A HeaderTemplate defines the structure of a table header.

Classes

class HeaderTemplate (rules: Iterable[Iterable[int]])
Expand source code
class HeaderTemplate(TableIndexer):
    def __init__(self, rules: Iterable[Iterable[int]]):
        """
        A TableTemplate is a collection of rules of a table. This class implements methods
        for finding cell positions in a table image, given the template the image adheres to.

        Args:
            rules: 2D array of lines, where each line is represented as [x0, y0, x1, y1]
        """

        super().__init__()
        self._rules = [_Rule(*rule) for rule in rules]
        self._h_rules = sorted(
            [rule for rule in self._rules if rule._is_horizontal()], key=lambda r: r._y
        )
        self._v_rules = sorted(
            [rule for rule in self._rules if rule._is_vertical()], key=lambda r: r._x
        )

    @log_calls(level=logging.DEBUG)
    def save(self, path: PathLike[str]):
        """
        Save the HeaderTemplate to the given path, as a json
        """

        data = {"rules": [r.to_dict() for r in self._rules]}

        with open(path, "w") as f:
            json.dump(data, f)

    @staticmethod
    @log_calls(level=logging.DEBUG)
    def from_saved(path: PathLike[str]) -> "HeaderTemplate":
        with open(path, "r") as f:
            data = json.load(f)
            rules = data["rules"]
            rules = [[r["x0"], r["y0"], r["x1"], r["y1"]] for r in rules]

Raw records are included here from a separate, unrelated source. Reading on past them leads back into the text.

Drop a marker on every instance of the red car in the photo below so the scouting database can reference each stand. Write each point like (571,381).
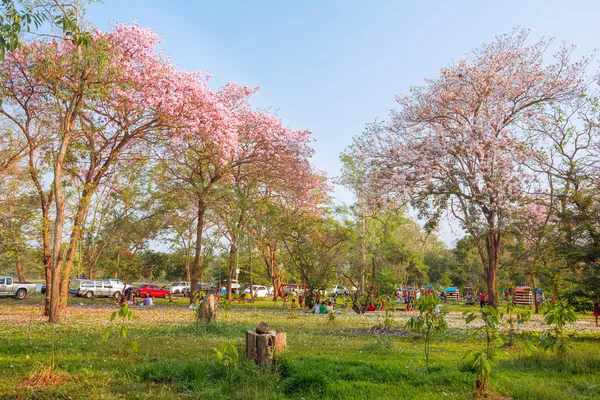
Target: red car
(154,290)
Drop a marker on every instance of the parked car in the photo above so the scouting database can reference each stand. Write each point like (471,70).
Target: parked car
(153,290)
(10,288)
(258,291)
(179,287)
(206,288)
(118,284)
(339,291)
(90,288)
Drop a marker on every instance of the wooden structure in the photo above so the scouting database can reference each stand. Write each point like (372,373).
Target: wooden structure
(263,344)
(523,295)
(452,293)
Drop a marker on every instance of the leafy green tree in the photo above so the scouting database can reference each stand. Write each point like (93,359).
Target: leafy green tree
(429,321)
(558,314)
(484,361)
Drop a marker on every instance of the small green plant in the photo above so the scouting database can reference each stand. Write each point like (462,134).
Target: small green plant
(228,356)
(558,315)
(331,316)
(389,320)
(519,318)
(483,361)
(125,314)
(195,305)
(429,321)
(226,304)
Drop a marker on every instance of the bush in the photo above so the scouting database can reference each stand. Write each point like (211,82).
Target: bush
(580,301)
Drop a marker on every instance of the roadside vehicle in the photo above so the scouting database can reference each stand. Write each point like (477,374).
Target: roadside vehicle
(340,291)
(235,287)
(179,287)
(90,288)
(118,284)
(206,288)
(153,290)
(258,291)
(288,288)
(10,288)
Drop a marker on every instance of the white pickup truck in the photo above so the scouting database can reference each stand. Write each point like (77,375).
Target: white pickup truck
(10,288)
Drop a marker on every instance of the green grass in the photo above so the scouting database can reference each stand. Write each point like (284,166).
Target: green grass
(323,360)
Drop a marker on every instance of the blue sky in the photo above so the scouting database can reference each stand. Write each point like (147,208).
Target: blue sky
(332,66)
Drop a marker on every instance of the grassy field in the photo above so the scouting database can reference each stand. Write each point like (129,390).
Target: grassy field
(324,359)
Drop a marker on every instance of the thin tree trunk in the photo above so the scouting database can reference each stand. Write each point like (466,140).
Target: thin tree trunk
(493,256)
(72,249)
(47,254)
(250,269)
(18,265)
(363,251)
(232,266)
(197,256)
(187,265)
(57,263)
(118,263)
(535,302)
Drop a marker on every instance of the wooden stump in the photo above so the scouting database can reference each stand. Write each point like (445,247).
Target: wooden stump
(262,347)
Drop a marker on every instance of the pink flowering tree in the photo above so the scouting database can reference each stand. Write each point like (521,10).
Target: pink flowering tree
(271,162)
(106,102)
(456,144)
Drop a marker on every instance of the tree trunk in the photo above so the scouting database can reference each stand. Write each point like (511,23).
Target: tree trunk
(231,265)
(493,258)
(187,265)
(118,263)
(250,270)
(363,252)
(57,262)
(72,249)
(197,256)
(20,273)
(535,302)
(47,254)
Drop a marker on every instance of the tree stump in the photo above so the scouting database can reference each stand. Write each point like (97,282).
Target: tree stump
(262,347)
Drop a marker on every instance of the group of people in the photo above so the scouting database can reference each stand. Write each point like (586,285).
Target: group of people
(408,297)
(129,298)
(324,307)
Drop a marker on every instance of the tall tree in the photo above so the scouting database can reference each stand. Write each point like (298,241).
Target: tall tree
(456,144)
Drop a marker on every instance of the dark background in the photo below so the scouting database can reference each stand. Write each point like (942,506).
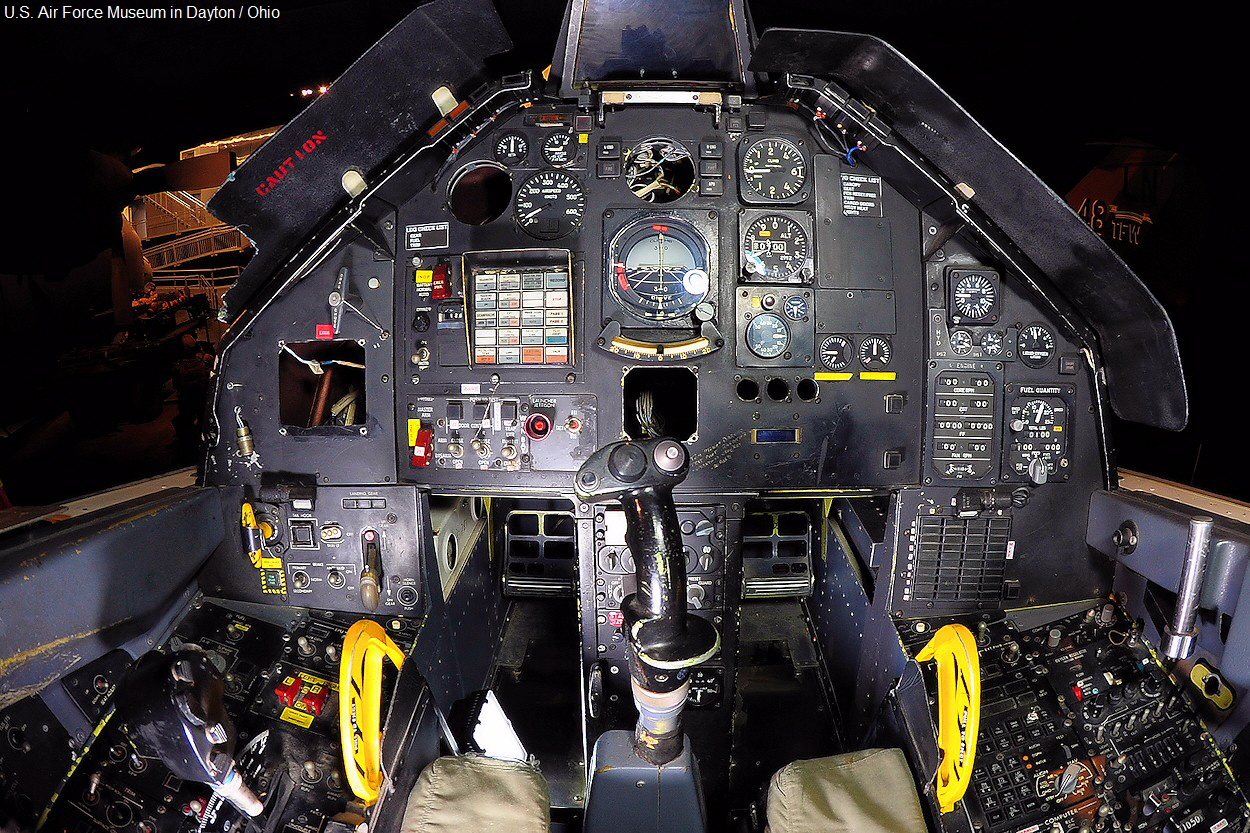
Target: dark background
(1055,83)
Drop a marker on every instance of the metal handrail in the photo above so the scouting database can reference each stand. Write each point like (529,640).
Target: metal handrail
(189,247)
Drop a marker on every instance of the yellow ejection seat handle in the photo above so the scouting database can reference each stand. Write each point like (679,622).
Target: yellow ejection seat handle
(360,694)
(959,709)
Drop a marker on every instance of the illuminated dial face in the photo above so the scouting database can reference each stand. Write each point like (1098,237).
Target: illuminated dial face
(1036,345)
(659,268)
(875,352)
(774,248)
(975,297)
(836,353)
(766,335)
(960,342)
(774,169)
(549,204)
(511,149)
(559,149)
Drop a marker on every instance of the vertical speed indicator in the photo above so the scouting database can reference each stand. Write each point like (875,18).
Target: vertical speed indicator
(774,170)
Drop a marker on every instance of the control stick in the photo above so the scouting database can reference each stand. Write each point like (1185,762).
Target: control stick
(174,709)
(664,643)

            return HeaderTemplate(rules)

    @property
    def cols(self) -> int:
        return len(self._v_rules) - 1

    @property
    def rows(self) -> int:
        return len(self._h_rules) - 1

    @staticmethod
    @log_calls(level=logging.DEBUG)
    def annotate_image(
        template: MatLike | str, crop: Optional[PathLike[str]] = None, margin: int = 10
    ) -> "HeaderTemplate":
        """
        Utility method that allows users to create a template form a template image.

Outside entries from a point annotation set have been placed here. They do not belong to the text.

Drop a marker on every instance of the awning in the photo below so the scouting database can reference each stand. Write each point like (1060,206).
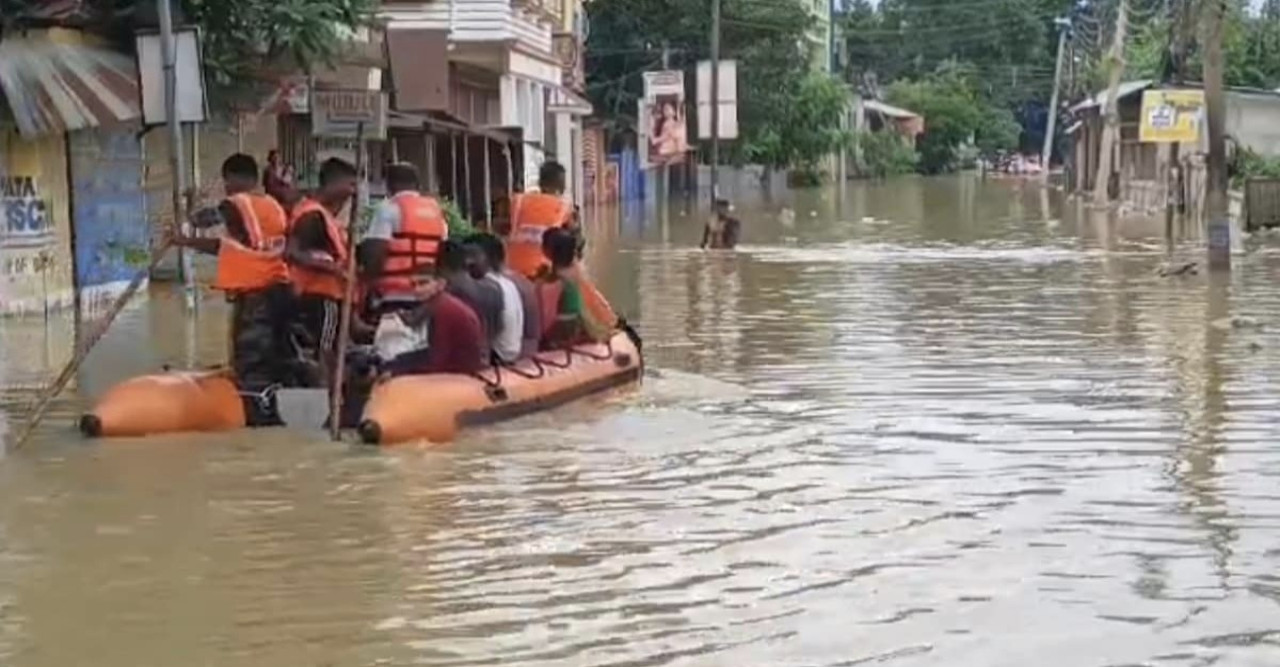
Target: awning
(53,87)
(566,101)
(448,122)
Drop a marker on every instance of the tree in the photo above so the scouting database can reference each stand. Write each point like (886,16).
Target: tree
(240,36)
(801,129)
(954,113)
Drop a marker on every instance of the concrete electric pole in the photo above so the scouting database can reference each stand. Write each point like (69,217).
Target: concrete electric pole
(716,28)
(1064,26)
(1217,213)
(1111,114)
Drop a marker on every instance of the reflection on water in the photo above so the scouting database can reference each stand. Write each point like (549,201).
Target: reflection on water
(915,423)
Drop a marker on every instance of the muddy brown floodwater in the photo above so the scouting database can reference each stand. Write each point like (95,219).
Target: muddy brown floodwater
(922,423)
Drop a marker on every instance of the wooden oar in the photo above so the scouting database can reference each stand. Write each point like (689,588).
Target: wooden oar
(46,397)
(348,298)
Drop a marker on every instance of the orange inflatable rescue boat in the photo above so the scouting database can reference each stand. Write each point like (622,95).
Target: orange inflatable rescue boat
(407,409)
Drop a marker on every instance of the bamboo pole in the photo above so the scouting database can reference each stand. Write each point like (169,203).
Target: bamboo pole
(347,298)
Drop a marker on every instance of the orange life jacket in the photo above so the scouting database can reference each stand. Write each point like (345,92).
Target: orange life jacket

        The user is asked to click to annotate lines (two clicks per line).

        Args:
            template: the image on which to annotate the header lines
            crop (str | None): if str, crop the template image first, then do the annotation.
                The cropped image will be stored at the supplied path
            margin (int): margin to add around the cropping of the header
        """

        if type(template) is str:
            value = cv.imread(template)
            template = value
        template = cast(MatLike, template)

        if crop is not None:
            cropped = HeaderTemplate._crop(template, margin)
            cv.imwrite(os.fspath(crop), cropped)
            template = cropped

        start_point = None
        lines: list[list[int]] = []

        anno_template = np.copy(template)

        def get_point(event, x, y, flags, params):
            nonlocal lines, start_point, anno_template
            _ = flags
            _ = params
            if event == cv.EVENT_LBUTTONDOWN:
                if start_point is not None:
                    line: list[int] = [start_point[1], start_point[0], x, y]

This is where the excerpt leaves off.